The man, 52-year-old Edwin Hiatt, was charged with murder in California for the 1985 death of Barry Crane in Los Angeles and will be sent to the state, Los Angeles police announced.
Crane directed dozens of episodes of hit 1970s and '80s TV shows such as "The Incredible Hulk, "Hawaii 5-O" and "The Six Million Dollar Man." He also produced the show "The Magician" and was associate producer for "Mannix" and "Mission: Impossible." He was also a world-class bridge player.
A housekeeper found the 57-year-old dead in his garage in his Studio City townhouse on July 5, 1985. He had been beaten with a large ceramic statue and strangled with a telephone cord, the News Herald of Morgantown, North Carolina reported, citing court documents.
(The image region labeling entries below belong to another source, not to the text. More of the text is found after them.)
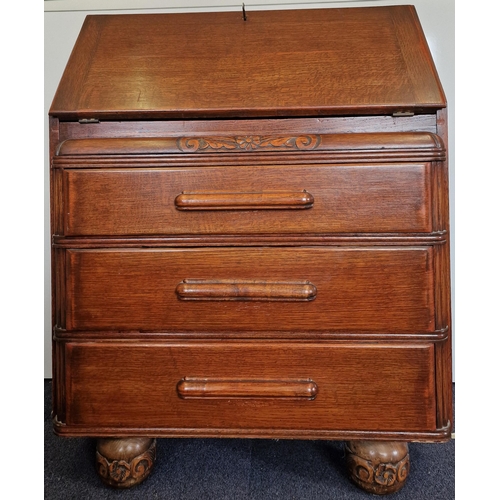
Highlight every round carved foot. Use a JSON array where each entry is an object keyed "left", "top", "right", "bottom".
[
  {"left": 345, "top": 441, "right": 410, "bottom": 495},
  {"left": 96, "top": 437, "right": 156, "bottom": 488}
]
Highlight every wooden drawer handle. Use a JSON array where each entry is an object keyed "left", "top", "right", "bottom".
[
  {"left": 175, "top": 190, "right": 314, "bottom": 210},
  {"left": 175, "top": 279, "right": 316, "bottom": 302},
  {"left": 177, "top": 377, "right": 318, "bottom": 400}
]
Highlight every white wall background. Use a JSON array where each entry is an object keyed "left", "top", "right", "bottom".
[{"left": 44, "top": 0, "right": 455, "bottom": 378}]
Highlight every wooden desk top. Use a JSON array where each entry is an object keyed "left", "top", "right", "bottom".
[{"left": 49, "top": 6, "right": 446, "bottom": 119}]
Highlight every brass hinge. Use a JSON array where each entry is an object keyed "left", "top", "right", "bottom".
[
  {"left": 78, "top": 118, "right": 99, "bottom": 124},
  {"left": 392, "top": 111, "right": 415, "bottom": 117}
]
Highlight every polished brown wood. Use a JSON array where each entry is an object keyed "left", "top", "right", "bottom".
[
  {"left": 57, "top": 340, "right": 436, "bottom": 439},
  {"left": 51, "top": 6, "right": 445, "bottom": 119},
  {"left": 345, "top": 441, "right": 410, "bottom": 495},
  {"left": 61, "top": 246, "right": 436, "bottom": 335},
  {"left": 96, "top": 437, "right": 156, "bottom": 488},
  {"left": 50, "top": 6, "right": 452, "bottom": 494}
]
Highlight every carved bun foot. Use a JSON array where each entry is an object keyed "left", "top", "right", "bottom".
[
  {"left": 345, "top": 441, "right": 410, "bottom": 495},
  {"left": 96, "top": 437, "right": 156, "bottom": 488}
]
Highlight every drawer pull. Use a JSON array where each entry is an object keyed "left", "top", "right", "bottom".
[
  {"left": 175, "top": 279, "right": 316, "bottom": 302},
  {"left": 177, "top": 377, "right": 318, "bottom": 400},
  {"left": 175, "top": 190, "right": 314, "bottom": 210}
]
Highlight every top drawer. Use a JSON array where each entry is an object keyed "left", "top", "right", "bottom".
[{"left": 53, "top": 133, "right": 443, "bottom": 236}]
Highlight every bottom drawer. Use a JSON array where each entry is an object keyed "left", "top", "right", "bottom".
[{"left": 55, "top": 341, "right": 436, "bottom": 436}]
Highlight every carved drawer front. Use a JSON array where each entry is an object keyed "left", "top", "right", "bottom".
[
  {"left": 60, "top": 163, "right": 432, "bottom": 236},
  {"left": 61, "top": 341, "right": 436, "bottom": 437},
  {"left": 53, "top": 133, "right": 445, "bottom": 236},
  {"left": 65, "top": 247, "right": 435, "bottom": 333}
]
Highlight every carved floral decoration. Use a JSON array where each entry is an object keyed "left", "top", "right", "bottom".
[{"left": 177, "top": 135, "right": 321, "bottom": 153}]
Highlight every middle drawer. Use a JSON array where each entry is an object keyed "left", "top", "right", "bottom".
[{"left": 62, "top": 247, "right": 435, "bottom": 333}]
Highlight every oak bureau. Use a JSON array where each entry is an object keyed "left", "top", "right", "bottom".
[{"left": 49, "top": 6, "right": 452, "bottom": 494}]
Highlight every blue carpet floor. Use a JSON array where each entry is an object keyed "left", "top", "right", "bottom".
[{"left": 45, "top": 380, "right": 455, "bottom": 500}]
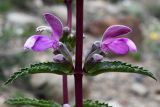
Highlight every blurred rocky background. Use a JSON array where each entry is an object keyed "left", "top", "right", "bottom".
[{"left": 0, "top": 0, "right": 160, "bottom": 107}]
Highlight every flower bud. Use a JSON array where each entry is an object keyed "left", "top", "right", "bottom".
[
  {"left": 63, "top": 104, "right": 71, "bottom": 107},
  {"left": 92, "top": 54, "right": 103, "bottom": 62}
]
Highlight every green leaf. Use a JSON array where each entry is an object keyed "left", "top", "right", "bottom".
[
  {"left": 5, "top": 97, "right": 61, "bottom": 107},
  {"left": 4, "top": 62, "right": 73, "bottom": 85},
  {"left": 84, "top": 61, "right": 157, "bottom": 80},
  {"left": 83, "top": 100, "right": 112, "bottom": 107}
]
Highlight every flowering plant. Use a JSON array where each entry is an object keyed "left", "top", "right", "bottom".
[{"left": 5, "top": 0, "right": 156, "bottom": 107}]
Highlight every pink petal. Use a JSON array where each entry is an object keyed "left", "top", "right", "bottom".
[
  {"left": 102, "top": 25, "right": 132, "bottom": 41},
  {"left": 92, "top": 54, "right": 103, "bottom": 62},
  {"left": 53, "top": 54, "right": 65, "bottom": 62},
  {"left": 24, "top": 35, "right": 53, "bottom": 51},
  {"left": 44, "top": 13, "right": 63, "bottom": 40},
  {"left": 63, "top": 104, "right": 71, "bottom": 107},
  {"left": 121, "top": 38, "right": 137, "bottom": 52},
  {"left": 101, "top": 39, "right": 129, "bottom": 55}
]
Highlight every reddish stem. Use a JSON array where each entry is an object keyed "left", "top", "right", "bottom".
[
  {"left": 65, "top": 0, "right": 72, "bottom": 32},
  {"left": 63, "top": 0, "right": 72, "bottom": 104},
  {"left": 63, "top": 75, "right": 68, "bottom": 104},
  {"left": 74, "top": 0, "right": 84, "bottom": 107}
]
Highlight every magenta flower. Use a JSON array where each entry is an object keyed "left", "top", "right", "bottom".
[
  {"left": 100, "top": 25, "right": 137, "bottom": 55},
  {"left": 24, "top": 13, "right": 63, "bottom": 52}
]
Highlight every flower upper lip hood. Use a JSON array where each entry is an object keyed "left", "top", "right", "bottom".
[
  {"left": 24, "top": 13, "right": 63, "bottom": 51},
  {"left": 100, "top": 25, "right": 137, "bottom": 55}
]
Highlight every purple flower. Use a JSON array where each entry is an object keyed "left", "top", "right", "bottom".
[
  {"left": 100, "top": 25, "right": 137, "bottom": 55},
  {"left": 53, "top": 54, "right": 65, "bottom": 62},
  {"left": 92, "top": 54, "right": 103, "bottom": 62},
  {"left": 24, "top": 13, "right": 63, "bottom": 52},
  {"left": 63, "top": 104, "right": 71, "bottom": 107}
]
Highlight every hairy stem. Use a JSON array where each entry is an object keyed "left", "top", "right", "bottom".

He was naked and wrapped in bedsheets.
His wallet and Cadillac were missing from the home, WSOC-TV reported, although there was no word on a motive for the killing.
Crane's death had gone unsolved until police said last year they matched a fingerprint from Crane's stolen car to Hiatt, who was 18 at the time of the killing. FBI investigators conducting surveillance on Hiatt obtained his discarded cigarette butts and a coffee cup from the parking lot of the auto repair shop in Burke County, North Carolina, where Hiatt worked.
DNA from those items matched DNA that was on cigarette butts found in Crane's stolen car, which was discovered shortly after his 1985 death on a mountain road, investigators said.
On March 8 this year, homicide detectives went to North Carolina to interview Hiatt.
"During the interview, Hiatt admitted to killing Barry Crane," an LAPD statement said.
It wasn't immediately known whether Hiatt had a lawyer.
Video from WSOC-TV showed Hiatt, of Connelly Springs, being arrested. Hiatt, with long white hair and beard, held his handcuffed hands in front of him as he was taken to a car.
When asked by a WSOC-TV reporter whether he thought authorities would eventually catch up with him, Hiatt replied, "I didn't have any clue what was going on when they first met me."
Hiatt told the station he had no memory of what occurred in 1985 except for "bits and pieces that were brought back to me just by suggestion."
Asked if he could have killed Crane, he replied: "Anything's possible back then ... I was big into drugs."
Hiatt said he didn't remember Crane "until they told me his name, and then I didn't remember his picture."
"I just don't want to remember the past," he said, adding later: "It's a different life today."
Co-workers told the News Herald that Hiatt was a generous and peaceful man.
"He wouldn't hurt a flea," co-worker Dee Hall said.
"This is something that supposedly happened 30 years ago, the man's changed," Hall said. "Christ has come in and he's become a new creature. If God's forgiven you, you're forgiven. That's it."